Below is a portion of John Donne's haunting poem, "Good Friday, 1613. Riding Westward."
If you're like me, you probably struggle to fully enter into and appreciate poetry.
Our time is too rushed. Our souls are too flat.
And there is far too much attraction to "worthlessness" (as the prophet Jeremiah puts it, 2.5) setting up camp in our hearts.
But this is worth the effort to slow down... read every line until it's well understood... & meditate upon.
You will be ushered into a serious-hearted joy. You will be brought into worship.
But that Christ on His cross, did rise and fall,
Sin had eternally benighted all.
Yet dare I almost be glad, I do not see
That spectacle of too much weight for me.
Who sees God's face, that is self-life, must die;
What a death were it then to see God die?
It made His own lieutenant, Nature, shrink,
It made his footstool crack, and the sun wink.
Could I behold those hands, which span the poles
And tune all spheres at once, pierced with those holes?

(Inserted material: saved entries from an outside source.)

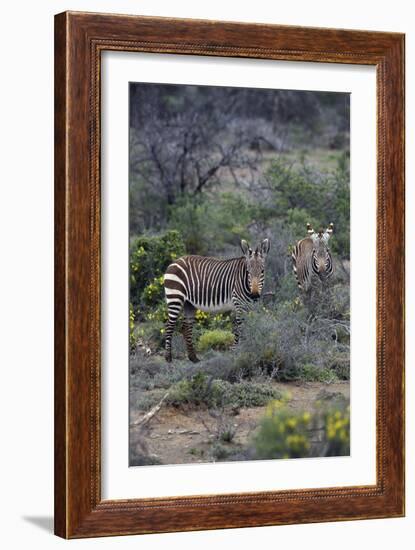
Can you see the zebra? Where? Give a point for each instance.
(312, 256)
(212, 285)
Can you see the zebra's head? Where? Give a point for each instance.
(321, 238)
(255, 265)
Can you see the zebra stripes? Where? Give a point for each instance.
(312, 256)
(212, 285)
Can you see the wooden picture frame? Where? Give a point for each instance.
(79, 40)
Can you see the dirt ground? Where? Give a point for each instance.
(174, 436)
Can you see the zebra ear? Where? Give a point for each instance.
(245, 247)
(265, 246)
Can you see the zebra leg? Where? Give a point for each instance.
(189, 316)
(174, 309)
(237, 322)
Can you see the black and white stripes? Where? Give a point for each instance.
(211, 285)
(312, 256)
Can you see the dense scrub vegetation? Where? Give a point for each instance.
(208, 167)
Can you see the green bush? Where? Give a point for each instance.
(207, 225)
(203, 390)
(282, 434)
(285, 434)
(311, 373)
(149, 258)
(215, 339)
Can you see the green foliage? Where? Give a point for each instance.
(202, 390)
(312, 373)
(282, 434)
(303, 194)
(285, 434)
(149, 258)
(216, 339)
(207, 225)
(337, 432)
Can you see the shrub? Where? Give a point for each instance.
(215, 339)
(282, 434)
(311, 373)
(286, 434)
(337, 425)
(208, 226)
(203, 390)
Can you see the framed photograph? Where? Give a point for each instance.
(229, 275)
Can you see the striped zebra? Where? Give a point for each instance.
(312, 256)
(212, 285)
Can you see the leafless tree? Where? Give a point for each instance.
(192, 148)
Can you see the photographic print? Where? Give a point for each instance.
(239, 239)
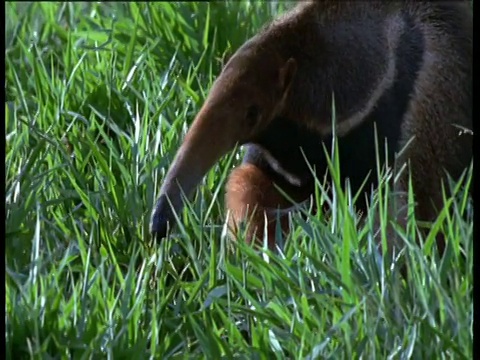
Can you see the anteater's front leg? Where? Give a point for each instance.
(252, 199)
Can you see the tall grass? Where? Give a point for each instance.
(98, 98)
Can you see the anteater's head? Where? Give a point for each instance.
(248, 94)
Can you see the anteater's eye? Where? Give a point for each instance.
(253, 114)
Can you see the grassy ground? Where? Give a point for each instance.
(98, 97)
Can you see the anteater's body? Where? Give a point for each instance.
(404, 68)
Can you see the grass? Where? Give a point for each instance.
(98, 98)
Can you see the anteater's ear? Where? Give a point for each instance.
(287, 74)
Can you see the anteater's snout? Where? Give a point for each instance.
(162, 218)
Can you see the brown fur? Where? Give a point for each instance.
(406, 65)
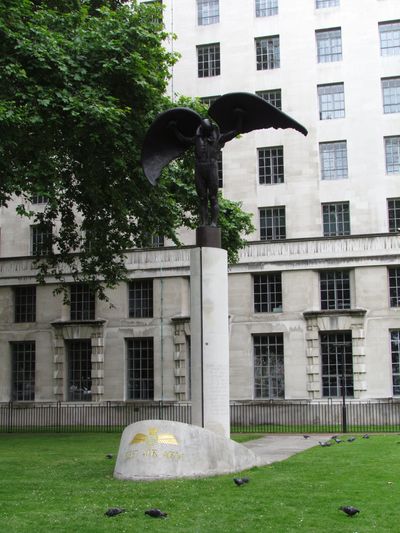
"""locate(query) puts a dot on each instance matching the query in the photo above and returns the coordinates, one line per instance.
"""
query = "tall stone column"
(210, 339)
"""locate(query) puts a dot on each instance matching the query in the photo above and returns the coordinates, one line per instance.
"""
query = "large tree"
(80, 82)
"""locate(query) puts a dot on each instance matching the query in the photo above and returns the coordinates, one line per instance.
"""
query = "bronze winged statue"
(179, 129)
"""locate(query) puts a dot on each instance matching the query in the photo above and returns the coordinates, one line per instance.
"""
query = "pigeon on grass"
(114, 511)
(155, 513)
(239, 481)
(349, 510)
(324, 444)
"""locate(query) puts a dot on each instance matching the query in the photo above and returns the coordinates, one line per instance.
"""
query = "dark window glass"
(141, 298)
(140, 353)
(335, 289)
(25, 303)
(79, 370)
(268, 293)
(23, 371)
(269, 374)
(82, 302)
(337, 364)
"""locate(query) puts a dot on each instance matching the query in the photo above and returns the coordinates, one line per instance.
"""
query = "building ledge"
(334, 312)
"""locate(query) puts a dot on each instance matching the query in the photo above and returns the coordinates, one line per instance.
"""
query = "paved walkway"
(273, 448)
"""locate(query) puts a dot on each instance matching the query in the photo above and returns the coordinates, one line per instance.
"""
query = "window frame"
(329, 45)
(338, 218)
(266, 8)
(391, 95)
(269, 366)
(335, 290)
(275, 231)
(23, 370)
(271, 168)
(141, 298)
(384, 28)
(268, 54)
(267, 292)
(25, 304)
(392, 154)
(82, 304)
(333, 160)
(144, 367)
(331, 107)
(208, 60)
(207, 12)
(332, 367)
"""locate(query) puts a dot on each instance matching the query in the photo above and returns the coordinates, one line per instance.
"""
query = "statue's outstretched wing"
(258, 114)
(161, 145)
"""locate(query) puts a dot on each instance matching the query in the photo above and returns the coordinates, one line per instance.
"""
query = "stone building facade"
(314, 301)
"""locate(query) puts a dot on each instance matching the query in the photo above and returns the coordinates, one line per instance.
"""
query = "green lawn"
(63, 482)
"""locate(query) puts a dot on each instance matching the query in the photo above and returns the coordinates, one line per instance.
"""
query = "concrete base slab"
(161, 449)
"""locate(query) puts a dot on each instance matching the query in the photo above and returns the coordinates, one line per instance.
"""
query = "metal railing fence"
(246, 417)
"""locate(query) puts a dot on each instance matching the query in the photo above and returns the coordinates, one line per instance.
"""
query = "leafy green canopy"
(80, 82)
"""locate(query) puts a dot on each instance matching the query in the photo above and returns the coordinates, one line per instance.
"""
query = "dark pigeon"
(324, 444)
(349, 510)
(155, 513)
(239, 481)
(113, 511)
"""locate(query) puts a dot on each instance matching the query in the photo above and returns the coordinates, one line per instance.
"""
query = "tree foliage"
(80, 82)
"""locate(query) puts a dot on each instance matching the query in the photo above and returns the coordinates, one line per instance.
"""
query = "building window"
(79, 370)
(394, 214)
(391, 95)
(394, 286)
(41, 239)
(392, 154)
(157, 241)
(333, 157)
(23, 371)
(268, 293)
(82, 302)
(39, 199)
(269, 373)
(336, 219)
(335, 289)
(140, 368)
(25, 304)
(337, 364)
(208, 100)
(326, 3)
(272, 223)
(220, 171)
(141, 298)
(331, 101)
(266, 8)
(208, 60)
(270, 165)
(329, 45)
(207, 12)
(273, 97)
(389, 33)
(395, 345)
(267, 53)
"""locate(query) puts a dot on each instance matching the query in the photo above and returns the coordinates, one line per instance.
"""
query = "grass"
(64, 483)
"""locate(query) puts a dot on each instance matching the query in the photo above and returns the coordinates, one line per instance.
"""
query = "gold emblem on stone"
(154, 438)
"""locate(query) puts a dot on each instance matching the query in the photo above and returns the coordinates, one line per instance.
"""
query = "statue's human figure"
(180, 128)
(208, 142)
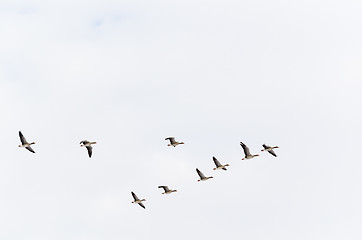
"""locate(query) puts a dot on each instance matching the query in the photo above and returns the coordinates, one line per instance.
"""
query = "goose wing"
(164, 188)
(89, 149)
(30, 149)
(217, 163)
(141, 204)
(200, 173)
(272, 152)
(172, 140)
(246, 149)
(134, 196)
(22, 138)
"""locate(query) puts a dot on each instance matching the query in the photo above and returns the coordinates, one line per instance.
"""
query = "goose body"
(88, 145)
(219, 165)
(247, 152)
(137, 200)
(202, 176)
(167, 190)
(173, 142)
(24, 143)
(269, 149)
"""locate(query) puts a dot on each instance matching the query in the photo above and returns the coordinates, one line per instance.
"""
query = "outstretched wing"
(266, 146)
(89, 148)
(30, 149)
(22, 138)
(134, 196)
(246, 149)
(200, 173)
(272, 152)
(217, 163)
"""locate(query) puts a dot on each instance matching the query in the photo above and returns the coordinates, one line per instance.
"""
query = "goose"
(202, 176)
(167, 190)
(137, 200)
(247, 152)
(24, 143)
(269, 149)
(88, 145)
(173, 142)
(218, 164)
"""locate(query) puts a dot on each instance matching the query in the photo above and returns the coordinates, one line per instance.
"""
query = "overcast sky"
(128, 74)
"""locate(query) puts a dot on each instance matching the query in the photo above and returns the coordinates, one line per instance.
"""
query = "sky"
(128, 74)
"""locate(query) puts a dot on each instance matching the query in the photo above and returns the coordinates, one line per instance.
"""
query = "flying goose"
(269, 149)
(173, 142)
(167, 190)
(202, 176)
(24, 143)
(247, 152)
(88, 145)
(218, 164)
(137, 200)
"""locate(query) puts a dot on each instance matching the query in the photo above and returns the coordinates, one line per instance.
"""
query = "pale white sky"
(127, 74)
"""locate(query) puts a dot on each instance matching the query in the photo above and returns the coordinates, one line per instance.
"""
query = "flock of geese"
(88, 145)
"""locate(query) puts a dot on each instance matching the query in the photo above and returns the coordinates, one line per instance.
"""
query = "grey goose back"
(247, 152)
(24, 143)
(219, 165)
(88, 145)
(167, 190)
(202, 176)
(137, 200)
(269, 149)
(173, 142)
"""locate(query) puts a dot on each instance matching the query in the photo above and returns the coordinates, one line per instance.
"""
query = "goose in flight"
(88, 145)
(173, 142)
(247, 152)
(24, 143)
(202, 176)
(218, 164)
(269, 149)
(137, 200)
(167, 190)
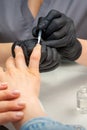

Could I behold that endless height, which is
Zenith to us, and our antipodes,
Humbled below us? or that blood, which is
The seat of all our soul's, if not of His,
Made dirt of dust, or that flesh which was worn
By God for his apparel, ragg'd and torn?
If on these things I durst not look, durst I
On his distressed mother cast mine eye,
Who was God's partner here, and furnish'd thus
Half of that sacrifice, which ransom'd us?
Though these things as I ride be from mine eye,
They're present yet unto my memory,
For that looks towards them; and Thou look'st towards me,
O Saviour, as Thou hang'st upon the tree.